If you are enrolled in an independent study program or private school satellite program, you will need to check with your school to see if driver's ed is offered. If you operate your own home-based private school, you may take the required instruction through driver's training schools or you may file the appropriate forms with the DMV to offer driver's ed through your school.
Driver's Ed training consists of two parts, the classroom training and the behind the wheel instruction. Once you complete the classroom training, you may go to the DMV, take the written test and obtain a learner's permit. You must be at least 15 1/2 years old to obtain a learner's permit. After you have earned your learner's permit, behind the wheel instruction for the first six hours must be done with a registered instructor. The remaining hours may be done with any licensed driver over age 25. You must log at least 50 hours of driving practice before you are eligible to return to the DMV, take a behind the wheel test and obtain a provisional driver's license. The DMV web site has all of this information and more, including forms needed for home-based private schools that wish to offer driver's ed.
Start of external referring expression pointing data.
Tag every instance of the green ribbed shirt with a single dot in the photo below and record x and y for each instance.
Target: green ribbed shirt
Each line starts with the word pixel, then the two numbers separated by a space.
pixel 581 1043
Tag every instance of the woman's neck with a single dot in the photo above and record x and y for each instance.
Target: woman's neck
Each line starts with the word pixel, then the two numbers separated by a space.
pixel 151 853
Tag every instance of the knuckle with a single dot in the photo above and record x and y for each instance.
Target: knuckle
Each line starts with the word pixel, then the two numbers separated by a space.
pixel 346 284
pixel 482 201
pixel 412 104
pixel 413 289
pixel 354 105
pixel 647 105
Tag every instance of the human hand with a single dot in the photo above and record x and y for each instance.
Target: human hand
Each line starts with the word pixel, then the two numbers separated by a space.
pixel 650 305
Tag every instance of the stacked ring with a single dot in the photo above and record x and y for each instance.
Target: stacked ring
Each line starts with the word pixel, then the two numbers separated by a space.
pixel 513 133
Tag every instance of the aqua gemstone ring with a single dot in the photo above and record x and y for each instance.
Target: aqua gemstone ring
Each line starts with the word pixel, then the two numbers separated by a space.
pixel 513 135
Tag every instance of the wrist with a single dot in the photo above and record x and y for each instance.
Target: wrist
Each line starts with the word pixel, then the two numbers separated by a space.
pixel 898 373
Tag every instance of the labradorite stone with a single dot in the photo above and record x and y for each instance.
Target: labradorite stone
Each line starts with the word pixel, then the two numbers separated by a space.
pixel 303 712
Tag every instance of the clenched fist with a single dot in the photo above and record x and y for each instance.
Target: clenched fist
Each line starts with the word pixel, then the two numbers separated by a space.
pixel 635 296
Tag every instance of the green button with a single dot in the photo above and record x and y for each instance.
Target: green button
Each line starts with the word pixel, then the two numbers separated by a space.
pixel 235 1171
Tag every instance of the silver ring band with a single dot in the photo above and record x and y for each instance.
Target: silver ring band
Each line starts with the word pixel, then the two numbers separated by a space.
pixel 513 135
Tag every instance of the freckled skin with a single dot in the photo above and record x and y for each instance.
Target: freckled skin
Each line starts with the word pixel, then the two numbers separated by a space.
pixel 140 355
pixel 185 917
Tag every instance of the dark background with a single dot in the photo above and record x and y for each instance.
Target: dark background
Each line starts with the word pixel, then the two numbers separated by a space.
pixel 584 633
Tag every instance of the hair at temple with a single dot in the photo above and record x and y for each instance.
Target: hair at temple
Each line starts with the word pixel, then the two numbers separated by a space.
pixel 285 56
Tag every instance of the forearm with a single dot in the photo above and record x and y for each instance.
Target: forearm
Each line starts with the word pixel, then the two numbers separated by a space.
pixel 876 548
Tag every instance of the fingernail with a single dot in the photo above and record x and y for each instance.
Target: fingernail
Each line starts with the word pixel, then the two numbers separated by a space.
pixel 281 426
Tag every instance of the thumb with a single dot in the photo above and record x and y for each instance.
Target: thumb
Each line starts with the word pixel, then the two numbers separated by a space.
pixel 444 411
XI. CAN A HOMESCHOOLER GO TO COLLEGE?
Many homeschoolers are accepted into colleges, and many colleges actively recruit homeschoolers. Some homeschoolers get a head start on college coursework by enrolling in community college classes as a concurrent student while still in high school. Contact the colleges that interest you to ask their admission requirements. Testing such as PSATs, SATs and AP exams along with the CHSPE can be accessed from the collegeboard.com web site. That same web site also offers many resources for college bound students including information on how to apply for Federal Student Aid and CalGrants and how to search for scholarships. Some colleges that have accepted homeschool students are listed on the Learning In Freedom web site.
XII. CAN A HOMESCHOOLER PARTICIPATE IN PUBLIC SCHOOL ACTIVITIES OR SPORTS?
Public schools are not required to allow homeschoolers to enroll part time or participate in extracurricular activities such as band or clubs. Public school sports are governed by the CIF, which specifically excludes homeschoolers from participating -see section 305 of their Constitution. Homeschoolers sometimes get together to create their own extracurricular activities and sometimes enroll in courses and participate in activities such as band, theater and clubs through their local community college. Sports opportunities can sometimes be found through club sports or through private school teams.
XIII. CAN A HOMESCHOOLER GET A WORK PERMIT?
There are two basic types of work permits in California, one is specific to the entertainment industry. The Entertainment Work Permit is issued through the Department of Labor Standards. For further information, visit their website. The application can be filed online.
For non-entertainment jobs, you will need a regular work permit. The CDE web site maintains an extensive list of questions and answers.
If your student is enrolled in a public school independent study program or private school satellite program, you must go through your school, your local public school or your district superintendent to get the permit.
If your student is enrolled in a home-based private school, you may obtain the permit from your local public school or district superintendent or your school may issue it. In order to issue a work permit from a home-based private school, you must have an administrator who is not the parent and who self-certifies that they have read and understand the laws governing work permits. Request a copy of the California Work Permit Handbook via email here email@example.com. A friend or relative can serve as your administrator. A copy of each of the three forms must then be submitted to the superintendent of your public school district. The form for self-certification, the request form for a work permit (B1-1) and the work permit form itself (B1-4) can all be downloaded from the CDE web site. To find them, enter "self certification", "B1-1" or "B1-4" in the search box. These forms are MS Word documents. The forms are also available in the back of the California Work Permit Handbook.